Europa's numerous fractures and ridges, shown in Galileo images taken in the past five years, are believed to have formed in response to tidal deformations generated by the moon's slightly eccentric 85-hour orbit around Jupiter.

Inspired by evidence for these regularly occurring ice fractures, the MIT researchers propose probing Europa's interior by deploying an array of surface microphones that listen to naturally occurring sound. Knowledge of ice mechanics suggests that these propagating fractures would generate significant acoustic energy in the frequency range 0.1-100 hertz (Hz).

Studying the ice sounds would allow researchers to see if there was a connection between the moon's orbital period and the ice fractures, which occur on Europa once every 30 seconds.

Starting in the Arctic

MIT researchers led by Makris have used sound-based techniques to explore the Arctic Ocean. By inserting vibration-sensitive hydrophones in the water, researchers used ambient sound to listen for changes in noise levels. They found that noise levels increased when winds and currents put stresses on the ice.

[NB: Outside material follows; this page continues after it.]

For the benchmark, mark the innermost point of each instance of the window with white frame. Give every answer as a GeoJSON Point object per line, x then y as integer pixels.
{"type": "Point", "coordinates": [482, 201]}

"Noise levels are like a thermometer for stress on the ice," Makris said. "The ice is very sensitive and conducive to sound." Sound waves made by large fractures go through the ice and penetrate into the ocean.

These low-frequency sound waves, akin to those created by whales, get trapped and can propagate hundreds of miles (kilometers) through the water. Even if they can't be heard, instruments can pick up their vibrations from a distance.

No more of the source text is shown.